Со временем сложность экспериментов над детьми увеличивалась. В классе третьем мы целых полгода усердно вели «Дневник Наблюдений За Природой». Что касается меня, то все это время я прилежно думал, что непременно буду его вести. Так продолжалось вплоть до контрольной сдачи результатов. Перед лицом ужаса от возможного разоблачения совершался подвиг. Сидя в самом конце апреля перед открытым окном, овеваемый традиционно терпким, как водится, пьянящим ароматом весны, я выводил столбцы цифр, неопровержимо свидетельствующих о том, какое количество снега выпало 12 января и какой толщины лед покрывал местную речку 4 февраля. Самое же интересное началось потом. В начальной школе моя успеваемость была исключительной. Высший балл буквально по всем предметам, сопровождаемый оценкой «ОТЛ» за примерное поведение, делал меня культовой фигурой в глазах учителей и объектом, подлежащим немедленному уничтожению, в глазах одноклассников. Можете себе представить эффект, когда наш классный руководитель взял мой Дневник Наблюдений и стал зачитывать вслух результаты о давлении, влажности, температуре, направлении ветра и прочем – начиная с Нового года и до самой весны – результаты, сотворенные накануне, за один день?! Зачитывать, чтобы остальные сверили их со своими результатами, поскольку сомнений в том, кто из нас прав, не допускалось в принципе?! При озвучивании первых же цифр лица бедных мальчиков и девочек (а подавляющее большинство из них, я уверен, действительно месяцами носились по морозу с термометрами и долбились об лед, в надежде измерить его толщину) принимали вертикально-эллипсоидную форму. Никто даже не пикнул! Все было исправлено! Sharmant!!!

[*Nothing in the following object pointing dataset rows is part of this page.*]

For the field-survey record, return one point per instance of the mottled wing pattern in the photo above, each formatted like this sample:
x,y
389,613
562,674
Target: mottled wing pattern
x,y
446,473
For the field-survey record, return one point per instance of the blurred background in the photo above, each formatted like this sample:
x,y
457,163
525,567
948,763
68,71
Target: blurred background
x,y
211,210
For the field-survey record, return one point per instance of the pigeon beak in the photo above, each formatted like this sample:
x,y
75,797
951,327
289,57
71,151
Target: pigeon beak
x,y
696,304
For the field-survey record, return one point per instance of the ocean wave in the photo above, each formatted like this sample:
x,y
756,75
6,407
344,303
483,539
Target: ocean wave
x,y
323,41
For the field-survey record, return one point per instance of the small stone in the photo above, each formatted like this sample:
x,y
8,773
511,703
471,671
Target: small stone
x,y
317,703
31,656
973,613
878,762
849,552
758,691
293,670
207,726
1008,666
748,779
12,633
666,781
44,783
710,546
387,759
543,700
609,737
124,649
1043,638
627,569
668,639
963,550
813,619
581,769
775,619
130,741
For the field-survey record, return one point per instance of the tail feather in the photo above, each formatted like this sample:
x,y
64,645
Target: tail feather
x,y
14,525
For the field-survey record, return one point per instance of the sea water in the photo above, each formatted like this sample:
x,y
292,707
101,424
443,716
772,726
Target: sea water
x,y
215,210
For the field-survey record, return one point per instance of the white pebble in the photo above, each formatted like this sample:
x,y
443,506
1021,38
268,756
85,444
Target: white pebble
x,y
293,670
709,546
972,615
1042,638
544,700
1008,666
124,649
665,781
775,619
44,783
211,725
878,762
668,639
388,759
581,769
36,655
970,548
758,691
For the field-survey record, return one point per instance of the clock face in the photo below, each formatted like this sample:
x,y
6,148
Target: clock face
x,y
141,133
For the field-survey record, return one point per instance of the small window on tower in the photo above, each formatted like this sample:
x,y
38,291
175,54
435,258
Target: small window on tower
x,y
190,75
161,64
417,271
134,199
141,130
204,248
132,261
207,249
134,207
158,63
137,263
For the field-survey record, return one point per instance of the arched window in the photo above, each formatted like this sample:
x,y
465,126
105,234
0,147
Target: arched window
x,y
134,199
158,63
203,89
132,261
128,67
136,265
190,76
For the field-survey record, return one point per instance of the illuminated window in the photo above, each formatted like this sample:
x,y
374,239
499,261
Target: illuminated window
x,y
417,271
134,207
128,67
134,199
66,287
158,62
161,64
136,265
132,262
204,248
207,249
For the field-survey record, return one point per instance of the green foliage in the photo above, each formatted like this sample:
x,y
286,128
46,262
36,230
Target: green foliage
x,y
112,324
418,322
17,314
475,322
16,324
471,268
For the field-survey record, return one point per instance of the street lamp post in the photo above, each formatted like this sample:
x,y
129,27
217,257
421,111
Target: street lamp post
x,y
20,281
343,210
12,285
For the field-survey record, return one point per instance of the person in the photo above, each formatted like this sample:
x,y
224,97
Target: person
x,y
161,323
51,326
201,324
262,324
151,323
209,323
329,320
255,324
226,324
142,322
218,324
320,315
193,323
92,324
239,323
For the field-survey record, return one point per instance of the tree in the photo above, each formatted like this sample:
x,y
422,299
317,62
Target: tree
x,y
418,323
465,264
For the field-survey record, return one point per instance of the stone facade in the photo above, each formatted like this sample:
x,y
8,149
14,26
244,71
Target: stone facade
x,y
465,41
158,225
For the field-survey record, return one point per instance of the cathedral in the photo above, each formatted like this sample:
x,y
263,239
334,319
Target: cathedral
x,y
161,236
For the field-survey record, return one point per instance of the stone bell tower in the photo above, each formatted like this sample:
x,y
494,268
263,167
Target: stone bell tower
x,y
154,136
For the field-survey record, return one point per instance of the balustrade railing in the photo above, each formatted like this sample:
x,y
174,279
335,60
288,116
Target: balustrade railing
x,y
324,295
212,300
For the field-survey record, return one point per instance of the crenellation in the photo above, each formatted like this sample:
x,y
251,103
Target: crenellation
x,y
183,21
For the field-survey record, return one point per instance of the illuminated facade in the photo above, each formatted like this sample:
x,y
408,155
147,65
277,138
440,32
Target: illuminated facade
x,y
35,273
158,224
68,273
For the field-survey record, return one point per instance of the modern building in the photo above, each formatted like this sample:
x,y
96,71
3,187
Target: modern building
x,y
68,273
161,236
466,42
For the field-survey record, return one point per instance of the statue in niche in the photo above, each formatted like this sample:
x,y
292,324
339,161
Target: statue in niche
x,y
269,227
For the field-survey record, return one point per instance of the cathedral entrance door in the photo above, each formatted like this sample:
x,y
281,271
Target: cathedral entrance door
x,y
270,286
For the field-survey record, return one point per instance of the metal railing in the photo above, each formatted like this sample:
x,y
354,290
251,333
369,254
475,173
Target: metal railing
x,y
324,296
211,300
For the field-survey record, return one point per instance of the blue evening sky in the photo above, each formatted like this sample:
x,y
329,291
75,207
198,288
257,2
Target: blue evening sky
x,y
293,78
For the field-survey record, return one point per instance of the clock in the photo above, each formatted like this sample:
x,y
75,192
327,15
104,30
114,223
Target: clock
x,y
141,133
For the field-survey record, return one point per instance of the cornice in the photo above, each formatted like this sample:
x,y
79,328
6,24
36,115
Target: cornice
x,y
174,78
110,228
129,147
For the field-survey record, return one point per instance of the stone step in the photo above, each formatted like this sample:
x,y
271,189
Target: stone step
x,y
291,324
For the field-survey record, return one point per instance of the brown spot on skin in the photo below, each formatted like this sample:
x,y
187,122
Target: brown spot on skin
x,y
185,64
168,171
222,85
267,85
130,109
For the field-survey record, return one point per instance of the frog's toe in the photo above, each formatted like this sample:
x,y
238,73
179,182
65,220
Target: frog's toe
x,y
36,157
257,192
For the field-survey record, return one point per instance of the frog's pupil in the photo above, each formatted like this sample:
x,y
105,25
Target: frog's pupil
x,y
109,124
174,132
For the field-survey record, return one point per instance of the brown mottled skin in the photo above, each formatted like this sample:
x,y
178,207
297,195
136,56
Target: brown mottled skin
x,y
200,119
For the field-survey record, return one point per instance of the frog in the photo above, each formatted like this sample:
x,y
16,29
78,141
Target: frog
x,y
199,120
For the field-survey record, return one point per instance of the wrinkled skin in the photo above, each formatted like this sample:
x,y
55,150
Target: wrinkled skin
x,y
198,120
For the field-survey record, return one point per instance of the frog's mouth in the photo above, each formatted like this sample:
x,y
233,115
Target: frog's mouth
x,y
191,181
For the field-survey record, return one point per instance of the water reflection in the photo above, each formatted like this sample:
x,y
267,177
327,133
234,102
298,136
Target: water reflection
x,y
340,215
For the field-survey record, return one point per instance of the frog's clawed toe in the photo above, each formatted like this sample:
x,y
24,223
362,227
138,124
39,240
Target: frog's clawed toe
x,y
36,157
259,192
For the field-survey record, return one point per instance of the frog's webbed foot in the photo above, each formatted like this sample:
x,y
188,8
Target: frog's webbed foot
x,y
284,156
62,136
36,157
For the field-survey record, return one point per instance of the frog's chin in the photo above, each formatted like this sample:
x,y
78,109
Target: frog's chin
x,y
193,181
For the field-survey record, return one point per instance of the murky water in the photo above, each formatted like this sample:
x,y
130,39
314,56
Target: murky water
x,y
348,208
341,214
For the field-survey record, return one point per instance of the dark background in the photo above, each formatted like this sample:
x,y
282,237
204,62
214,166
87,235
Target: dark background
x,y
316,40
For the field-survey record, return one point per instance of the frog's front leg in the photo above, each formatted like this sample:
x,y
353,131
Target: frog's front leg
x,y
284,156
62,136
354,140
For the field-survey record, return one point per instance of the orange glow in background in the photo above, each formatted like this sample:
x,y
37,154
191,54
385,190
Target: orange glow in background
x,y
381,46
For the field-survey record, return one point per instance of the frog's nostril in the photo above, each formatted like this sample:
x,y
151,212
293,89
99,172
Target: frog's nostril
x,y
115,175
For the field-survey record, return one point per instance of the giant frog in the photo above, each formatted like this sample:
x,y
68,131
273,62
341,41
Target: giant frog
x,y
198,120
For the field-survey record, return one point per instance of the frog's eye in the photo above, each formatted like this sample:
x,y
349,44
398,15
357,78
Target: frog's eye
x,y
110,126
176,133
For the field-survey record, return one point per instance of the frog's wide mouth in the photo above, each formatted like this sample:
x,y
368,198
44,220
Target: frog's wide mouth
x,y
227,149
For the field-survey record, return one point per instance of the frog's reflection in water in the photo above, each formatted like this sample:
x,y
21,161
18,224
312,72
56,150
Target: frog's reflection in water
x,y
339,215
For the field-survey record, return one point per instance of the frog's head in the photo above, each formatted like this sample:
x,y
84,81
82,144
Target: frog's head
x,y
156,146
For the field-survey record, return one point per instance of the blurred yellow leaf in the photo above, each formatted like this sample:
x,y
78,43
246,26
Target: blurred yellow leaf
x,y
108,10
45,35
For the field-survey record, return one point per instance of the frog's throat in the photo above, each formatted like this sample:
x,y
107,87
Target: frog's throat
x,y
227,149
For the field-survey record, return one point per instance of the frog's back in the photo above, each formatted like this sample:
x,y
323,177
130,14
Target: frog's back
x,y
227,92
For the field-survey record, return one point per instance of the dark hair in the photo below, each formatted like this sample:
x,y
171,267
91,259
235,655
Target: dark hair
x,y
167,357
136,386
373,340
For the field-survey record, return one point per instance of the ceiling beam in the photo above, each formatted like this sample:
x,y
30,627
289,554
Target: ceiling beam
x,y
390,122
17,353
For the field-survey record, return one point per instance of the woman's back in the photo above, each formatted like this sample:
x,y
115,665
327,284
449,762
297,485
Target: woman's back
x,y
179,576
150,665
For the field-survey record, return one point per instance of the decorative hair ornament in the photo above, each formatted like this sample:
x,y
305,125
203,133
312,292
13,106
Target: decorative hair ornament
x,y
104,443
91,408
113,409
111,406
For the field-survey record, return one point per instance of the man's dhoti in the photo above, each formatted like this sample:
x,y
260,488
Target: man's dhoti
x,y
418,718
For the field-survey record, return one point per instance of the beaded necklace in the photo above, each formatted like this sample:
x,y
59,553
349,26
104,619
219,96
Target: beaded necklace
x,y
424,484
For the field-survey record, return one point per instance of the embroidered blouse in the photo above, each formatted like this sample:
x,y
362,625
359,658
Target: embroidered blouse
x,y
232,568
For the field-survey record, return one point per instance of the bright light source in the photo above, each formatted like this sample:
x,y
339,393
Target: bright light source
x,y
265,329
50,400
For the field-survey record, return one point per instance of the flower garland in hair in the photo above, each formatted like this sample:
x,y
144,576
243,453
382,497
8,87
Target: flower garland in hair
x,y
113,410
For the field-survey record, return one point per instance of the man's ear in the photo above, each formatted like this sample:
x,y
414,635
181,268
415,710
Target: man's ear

Вспоминаются и другие занятия на свежем воздухе. Нас, всю жизнь проведших среди леса, водили смотреть лес. Осенью мы собирали листья, вслед за учителем стараясь удивляться так, словно видим их впервые. Взойдя на вершину холма нестройным, насквозь фальшивым отрядом-толпой, мы выслушивали, например, такое:

– Это холм, ребята. Посмотрите, это холм. Знаете, что это такое? Холм, это я вам сейчас объясню. Вот, видите, где мы были? Там низко. Потом мы поднялись сюда, и что мы видим? На не-ко-то-ром рас-сто-я-ни-и… земля поднимается! Видите, насколько? Это называется холм… Ну а теперь пойдемте дальше.

Вообще, трудность, связанная с качеством преподавания, научения в самом широком смысле – трудность извечная. Прогресс может проявляться где угодно, только не здесь. Скорее, возможны отдельные удачи, в любом отрезке исторического времени и на каждом участке географического пространства. Говорить же о какой-то преемственности, скапливании воспитательской традиции нельзя. Допустим, в наши дни родитель, заботящийся о полноте развития собственного дитяти, выдвигает такую программу: идем в Третьяковскую галерею, а на обратном пути заходим в «Макдоналдс». Что получается? Сначала ребенок, весь в мыслях о бигмаке и картошке фри, понуро влечется из одного художественного зала в другой, после чего, оказавшись наконец в закусочной, жрет вожделенные продукты с выпученными глазами. Папа с мамой при этом блаженствуют: таки приобщили чадо к прекрасному.

Согласен, между «Явлением Христа народу» и замучиванием насмерть дворовой кошки – пропасть. Другое дело, что «Явлением» кормят насильно и оно почти не переваривается, а истязание братьев наших меньших, эксперименты со спичками, подворовывание денег и прочие ужасы (в кавычках, равно как и без них) – явления, имманентные определенному возрасту. Крайности по отношению к подобным вещам, типа полного игнорирования или ожесточенной с ними борьбы, чреваты результатами с точки зрения клинического обществоведения впечатляющими. Ментальное содержимое детей чаще всего остается тайной за семью печатями. Опять же, первый пример, который приходит в голову, беру из личного опыта.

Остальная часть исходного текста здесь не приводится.